The German chancellor said some Britons had "illusions" that trade talks could take place at the same time as negotiating the terms UK's exit.
The UK PM claimed this proved she needed "the strongest possible hand" in the talks.
Labour has accused the Tories of adopting a "rigid and reckless" approach to Brexit talks.
The UK is due to leave the EU by March 2019, once formal negotiations have been completed.
The government has repeatedly said it wants the terms of the separation - including demands for any exit fee - to be dealt with at the same time as a new trading relationship is negotiated.
But EU leaders have resisted this, and on Thursday Mrs Merkel told German MPs it would be "a waste of time" to maintain illusions that the two sets of negotiations could be held simultaneously.
She also said the UK could not maintain the rights it has as an EU member.
"A third country - which is what the UK will be - cannot and will not have the same rights as an EU member state," she told the Bundestag, Germany's lower house of parliament.
"All 27 EU countries and the EU institutions agree about that."
Speaking on a campaign visit to Leeds, Mrs May will repeat her claim that an increased Tory majority is needed to strengthen her Brexit negotiating hand.
"We have seen Chancellor Merkel's comments today.
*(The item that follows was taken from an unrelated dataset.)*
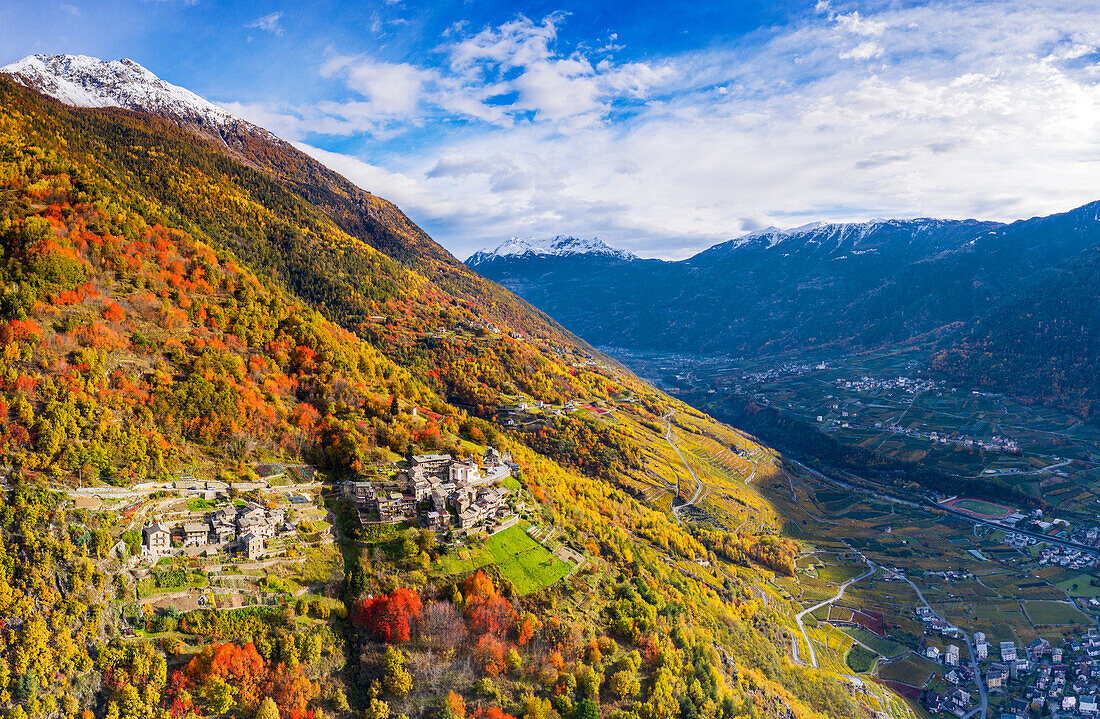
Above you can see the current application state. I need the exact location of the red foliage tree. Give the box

She says the UK has 'illusions' about the process and that the 27 member states of the European Union agree.
"We can see how tough those negotiations are going to be at times," she said.
"Yet our opponents are already seeking to disrupt those negotiations, at the same time as 27 other European countries line up to oppose us.
"That approach can only mean one thing, uncertainty and instability, bringing grave risk to our growing economy with higher taxes, fewer jobs, more waste and more debt.
"So we need the strongest possible hand, the strongest possible mandate and the strongest possible leadership as we go into those talks."
Labour set out its approach to Brexit on Tuesday, saying it would scrap Mrs May's plans and unilaterally guarantee the rights of EU residents before talks start.
Shadow Brexit secretary Sir Keir Starmer said Labour wanted a deal which prioritises jobs and workers' rights.